Cover the GF(2^8) arithmetic, both code layers (Reed-Muller, Reed-Solomon),
polynomial multiplication, the samplers, and the PKE / KEM round-trips
(including implicit rejection and malformed-ciphertext handling) for all three
parameter sets.

```bash
cargo test
```

The KAT and intermediate-values harnesses below are gated behind the `kat`
feature, so plain `cargo test` skips them.

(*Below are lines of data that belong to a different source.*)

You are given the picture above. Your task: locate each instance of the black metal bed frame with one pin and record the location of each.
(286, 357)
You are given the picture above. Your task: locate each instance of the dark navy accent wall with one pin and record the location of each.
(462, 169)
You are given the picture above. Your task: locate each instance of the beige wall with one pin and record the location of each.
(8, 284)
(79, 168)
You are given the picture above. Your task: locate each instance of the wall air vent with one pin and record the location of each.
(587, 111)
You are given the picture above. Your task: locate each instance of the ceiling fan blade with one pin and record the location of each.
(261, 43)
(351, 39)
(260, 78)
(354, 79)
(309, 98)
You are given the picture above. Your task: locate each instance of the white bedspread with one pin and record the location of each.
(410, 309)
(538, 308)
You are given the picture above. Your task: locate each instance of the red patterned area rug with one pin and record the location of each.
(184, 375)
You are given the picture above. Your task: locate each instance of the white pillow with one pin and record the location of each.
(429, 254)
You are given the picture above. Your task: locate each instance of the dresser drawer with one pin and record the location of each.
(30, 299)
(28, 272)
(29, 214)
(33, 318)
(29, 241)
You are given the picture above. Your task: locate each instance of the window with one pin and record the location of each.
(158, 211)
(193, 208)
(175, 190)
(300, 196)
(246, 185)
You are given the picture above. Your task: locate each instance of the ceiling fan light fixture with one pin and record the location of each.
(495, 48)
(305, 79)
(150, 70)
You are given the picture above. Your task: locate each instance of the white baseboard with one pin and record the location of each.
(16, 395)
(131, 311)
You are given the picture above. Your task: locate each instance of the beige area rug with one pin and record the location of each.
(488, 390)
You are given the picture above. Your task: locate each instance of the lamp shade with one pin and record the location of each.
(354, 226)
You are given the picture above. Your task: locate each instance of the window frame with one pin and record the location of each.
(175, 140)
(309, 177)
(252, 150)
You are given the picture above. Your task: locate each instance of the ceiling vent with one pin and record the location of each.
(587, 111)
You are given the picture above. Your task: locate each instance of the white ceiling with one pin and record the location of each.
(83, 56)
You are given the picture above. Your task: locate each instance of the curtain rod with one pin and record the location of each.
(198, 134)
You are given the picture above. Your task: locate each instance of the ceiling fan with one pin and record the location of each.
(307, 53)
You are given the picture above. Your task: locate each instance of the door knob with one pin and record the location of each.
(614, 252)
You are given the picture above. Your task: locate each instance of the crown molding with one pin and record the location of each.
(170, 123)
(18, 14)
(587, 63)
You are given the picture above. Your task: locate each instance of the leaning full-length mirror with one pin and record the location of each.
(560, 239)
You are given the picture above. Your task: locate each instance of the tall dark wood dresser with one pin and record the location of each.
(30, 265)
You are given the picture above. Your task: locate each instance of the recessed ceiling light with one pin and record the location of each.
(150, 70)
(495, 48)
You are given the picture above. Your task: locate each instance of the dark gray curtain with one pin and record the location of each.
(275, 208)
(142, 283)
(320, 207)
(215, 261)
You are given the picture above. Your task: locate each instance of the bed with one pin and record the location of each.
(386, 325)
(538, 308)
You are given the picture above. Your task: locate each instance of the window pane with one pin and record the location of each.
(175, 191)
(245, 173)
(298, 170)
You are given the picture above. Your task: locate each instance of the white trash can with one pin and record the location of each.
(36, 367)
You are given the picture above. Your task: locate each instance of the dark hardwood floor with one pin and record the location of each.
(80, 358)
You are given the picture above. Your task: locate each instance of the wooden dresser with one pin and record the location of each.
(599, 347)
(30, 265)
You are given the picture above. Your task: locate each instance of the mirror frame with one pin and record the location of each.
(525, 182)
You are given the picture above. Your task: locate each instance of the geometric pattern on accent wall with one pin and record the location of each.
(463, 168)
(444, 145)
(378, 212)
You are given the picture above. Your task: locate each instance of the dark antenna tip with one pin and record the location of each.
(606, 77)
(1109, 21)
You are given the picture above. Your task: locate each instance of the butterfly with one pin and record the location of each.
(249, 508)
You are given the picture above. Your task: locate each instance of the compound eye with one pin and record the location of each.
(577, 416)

### Known Answer Tests (KAT) — byte-for-byte validation


`tests/kat.rs` re-seeds the 2025 HQC KAT PRNG (a SHAKE256 XOF — *not* the legacy
AES-CTR DRBG) with each official `.req` seed, runs `keygen → encaps → decaps`,
writes a sibling `*.our.rsp`, and **asserts every `pk` / `sk` / `ct` / `ss`
matches the official `.rsp` byte-for-byte** for HQC-128 / 192 / 256. On a
mismatch it reports the count, field, and first differing offset.

```bash
cargo test --features kat --test kat -- --nocapture
```

The official vectors live in `tests/hqc-{1,3,5}/PQCkemKAT_*.rsp` and are the
assertion oracle — they are never overwritten.

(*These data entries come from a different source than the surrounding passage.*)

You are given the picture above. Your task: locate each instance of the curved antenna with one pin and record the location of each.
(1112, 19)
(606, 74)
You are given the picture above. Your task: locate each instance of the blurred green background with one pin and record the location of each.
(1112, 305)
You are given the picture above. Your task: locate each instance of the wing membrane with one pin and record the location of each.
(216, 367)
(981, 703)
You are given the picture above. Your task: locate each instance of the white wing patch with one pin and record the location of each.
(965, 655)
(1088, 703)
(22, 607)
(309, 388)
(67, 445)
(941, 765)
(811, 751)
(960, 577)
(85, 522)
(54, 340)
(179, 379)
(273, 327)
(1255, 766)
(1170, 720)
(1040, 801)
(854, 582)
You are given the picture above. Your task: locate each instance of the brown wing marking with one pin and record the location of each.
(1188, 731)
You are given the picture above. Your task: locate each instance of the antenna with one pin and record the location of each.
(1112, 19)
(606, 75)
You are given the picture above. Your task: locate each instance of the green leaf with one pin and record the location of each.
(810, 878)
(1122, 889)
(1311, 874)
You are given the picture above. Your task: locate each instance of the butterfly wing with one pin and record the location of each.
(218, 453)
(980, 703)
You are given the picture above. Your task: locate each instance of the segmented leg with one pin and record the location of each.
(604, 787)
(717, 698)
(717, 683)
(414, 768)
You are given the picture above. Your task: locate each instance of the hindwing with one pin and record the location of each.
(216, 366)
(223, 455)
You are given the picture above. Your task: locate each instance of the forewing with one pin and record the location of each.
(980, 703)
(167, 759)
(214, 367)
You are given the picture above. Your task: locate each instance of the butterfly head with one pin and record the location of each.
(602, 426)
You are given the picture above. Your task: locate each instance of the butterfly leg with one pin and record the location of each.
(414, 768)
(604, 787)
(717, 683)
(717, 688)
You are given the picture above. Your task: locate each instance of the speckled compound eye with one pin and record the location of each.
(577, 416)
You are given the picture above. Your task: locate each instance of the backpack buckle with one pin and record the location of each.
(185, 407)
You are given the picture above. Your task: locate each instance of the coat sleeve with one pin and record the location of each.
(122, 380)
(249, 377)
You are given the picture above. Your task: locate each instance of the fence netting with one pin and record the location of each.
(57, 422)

### Intermediate-values trace


`tests/intermediate.rs` regenerates the reference `intermediates_values`
step-by-step trace (every keygen / encaps / decaps intermediate for count 0) and
writes `intermediates_values.our` alongside the official file.

```bash
cargo test --features kat --test intermediate -- --nocapture
```

It matches the reference `tests/hqc-{1,3,5}/intermediates_values` byte-for-byte;
to confirm, diff the two (they should be identical):

```bash
diff tests/hqc-1/intermediates_values tests/hqc-1/intermediates_values.our
```

### Benchmarks


Criterion benchmarks cover the ring-multiplication hot path (both modes) and the
full KEM operations, across all three parameter sets:

```bash
cargo bench                              # everything
cargo bench --bench bench -- poly_mul    # just the multiplication group
cargo bench --bench bench -- kem         # just keygen / encaps / decaps
```

The `poly_mul` group reports `sparse_dense` (Mode A, the keygen / encrypt path)
and `dense_ct` (Mode B, the constant-time decrypt path) per parameter set. The
`kem` group times `keygen` / `encaps` / `decaps`. HTML reports land in
`target/criterion/`.

Mode B uses limb-level Karatsuba with a carry-less word-multiply leaf. To
benchmark the hardware `pclmulqdq` variant (see [Building](#building)):

```bash
# bash

RUSTFLAGS="-C target-feature=+pclmulqdq" cargo bench --bench bench -- poly_mul

# PowerShell

$env:RUSTFLAGS="-C target-feature=+pclmulqdq"; cargo bench --bench bench -- poly_mul
```

Criterion compares against the previous run automatically, so run once without
the flag (portable baseline) then once with it to see the speedup on
`dense_ct/hqc128|192|256`.

## Sampler distribution analysis


An example binary generates empirical frequency distributions for the three
polynomial samplers and writes a self-contained HTML report you can open in any
browser.

```bash
cargo run --release --example sampler_distribution                 # HQC-128, 20 000 trials
cargo run --release --example sampler_distribution -- 192 50000    # HQC-192, 50 000 trials
cargo run --release --example sampler_distribution -- 256 20000    # HQC-256, 20 000 trials
```

Output: `sampler_distribution_<param>.html` in the current directory. Each
sampler card shows:

- **Per-position frequency curve** — should be flat at `weight/N` (green
  reference line); any positional bias appears as a slope or spike.
- **Histogram of per-position set-counts** — should match a
  `Binomial(trials, weight/N)` bell curve (orange overlay).
- **χ²/dof** — goodness-of-fit against the ideal flat distribution; values
  near 1.0 indicate an unbiased sampler.

`sample_fixed_weight` (secret x/y) and `sample_fixed_weight_mod` (ephemeral
r1/r2/e) should both read χ²/dof ≈ 1.0. The `mod` sampler may show a barely
visible excess at the very lowest positions (its backward duplicate-resolution
step maps collisions to small indices), but it is too small to see at typical
trial counts.

## License


Licensed under either of **MIT** or **Apache-2.0** at your option.